We eventually made it out of the parking lot, past security and through our first flight. Two hours later in the Miami airport, Beverly and I met the rest of our 11-member group, which is especially unique not only because a majority are African-American women, but also because of their diverse backgrounds and professions, which range from a math professor to a pastor to a few business women who own and run companies and, of course, our Fuller Center ambassador and HGTV star Kimberly Lacy. All of these women without exception are extremely smart, gifted and capable.
And all greeted each other at the Miami airport with hugs, despite the fact that most had never met before. But they all have a common goal that binds them together: When the trip was still in the planning stages, these women named themselves the “quest sisters,” seeking to join forces in order to help put an end to poverty housing.
“Not many African-American women are in the missions field,” Beverly told me. So that’s why several months ago, she and Kimberly, our co-leader on the trip, decided to change that.
Today we took our first step toward that change and toward that quest when our feet left the plane and hit the Haitian soil. After hastily making our way through a covered, gated tunnel, we threw our luggage in the waiting van and piled in.
A drive through the streets of Port au Prince is not for the faint-hearted. Cars and vans pack the roadways, brave cyclists wend their way in and out of traffic, bustling pedestrians make mad dashes here and there, and all fight for space where there seems to be none. Car horns blare, music plays, people fling lyrical Creole phrases through the air. Bold splashes of color on ubiquitous hand-painted signs, corner vendors filled with bric-a-brac and women carrying baskets of ripe fruit match the constantly unfolding cacophony.
Today we were also introduced – or perhaps reacquainted – with the glaring, ugly face of poverty.
Most noticeable was the pervasive, acrid stench of garbage burning that filled our nostrils – Haiti has no infrastructure, no system in place to dispose of trash, so they simply burn it. Corrugated tin shacks line the roads, and children walk barefoot through the streets. I already saw tears of compassion forming in the eyes of some of our group members.
Our ride neared its end as we pulled into the Auberge du Quebec hotel, an oasis so calm it’s like we left the country again. But though the northern view from the balcony overlooks turquoise waters and palm trees, the western side overlooks slums and leftover rubble from the earthquake, a sobering reminder of why we’re here.
Later on in the evening, we were briefed on the project, which we’ll begin working on first thing Monday morning, by Jonny Jeune, director of The Fuller Center’s Covenant Partner organization in Haiti called Grace Fuller Center.
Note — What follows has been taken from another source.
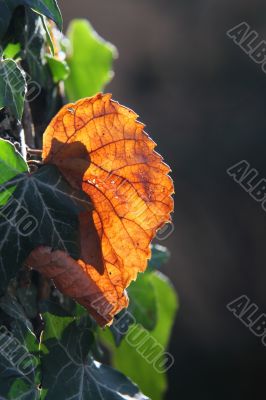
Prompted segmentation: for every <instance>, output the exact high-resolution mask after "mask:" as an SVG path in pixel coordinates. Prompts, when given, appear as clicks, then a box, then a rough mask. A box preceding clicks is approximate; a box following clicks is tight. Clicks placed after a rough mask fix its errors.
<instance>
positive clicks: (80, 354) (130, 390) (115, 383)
mask: <svg viewBox="0 0 266 400" xmlns="http://www.w3.org/2000/svg"><path fill="white" fill-rule="evenodd" d="M44 321H45V329H44V333H43V335H42V347H41V349H42V353H43V356H42V371H43V380H42V383H43V388H44V390H45V391H46V393H47V395H46V400H54V399H57V400H65V399H67V398H73V399H81V398H82V399H83V400H105V399H106V400H122V399H125V398H127V399H128V400H130V399H138V400H146V399H147V397H145V396H143V395H142V394H141V393H140V392H139V390H138V388H137V386H136V385H134V384H133V383H132V382H131V381H130V380H129V379H128V378H126V377H125V376H124V375H122V374H121V373H120V372H118V371H115V370H113V369H112V368H110V367H108V366H104V365H102V364H101V363H99V362H97V361H95V360H94V359H93V358H92V356H91V354H90V350H91V348H92V346H93V343H94V338H93V332H92V327H91V322H90V319H86V318H84V317H82V318H81V319H77V320H74V319H73V318H67V317H57V316H54V315H51V314H49V313H45V314H44Z"/></svg>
Its name is derived from one of our primary partners in Haiti, Grace International.
Grace International is a faith-based, Haitian-run organization started by Jonny’s parents, Dr. Joel and Doris Jeune in 1974. Over the years, they’ve built partnerships with other organizations like The Fuller Center, Project Eden, Forward Edge, eMi and Project Gaia, and they strive to impact lives in Haiti through the oversight and management of their 270 churches, 65 schools, 3 orphanages, a medical clinic, a hospital, and a home for elderly widows.
“Our focus is building communities,” Jonny said. “We want to empower people, to give them opportunities and provide ways they can help themselves. … We want to restore it to the way God wanted us to live.”
Lambi, which is where we’ll be building block and concrete homes sponsored by 3M this week, is an impoverished area that was hard-hit by the 2010 earthquake.
This is by no means the only place that needs help, however.
“Eighty percent of Haitians are basically on survival mode … What you see on the news is basically true,” Johnny said.
Although the news, rife with depressing statistics, is basically true, my hope is that it’s not the truth in its totality; that there’s still plenty of room for hope, and that organizations and groups like ours can help manifest that hope and positively affect the future for Haiti’s children. And that, like Beverly, we all insist on having beauty and goodness in the details, even if it means going out of our way just a little.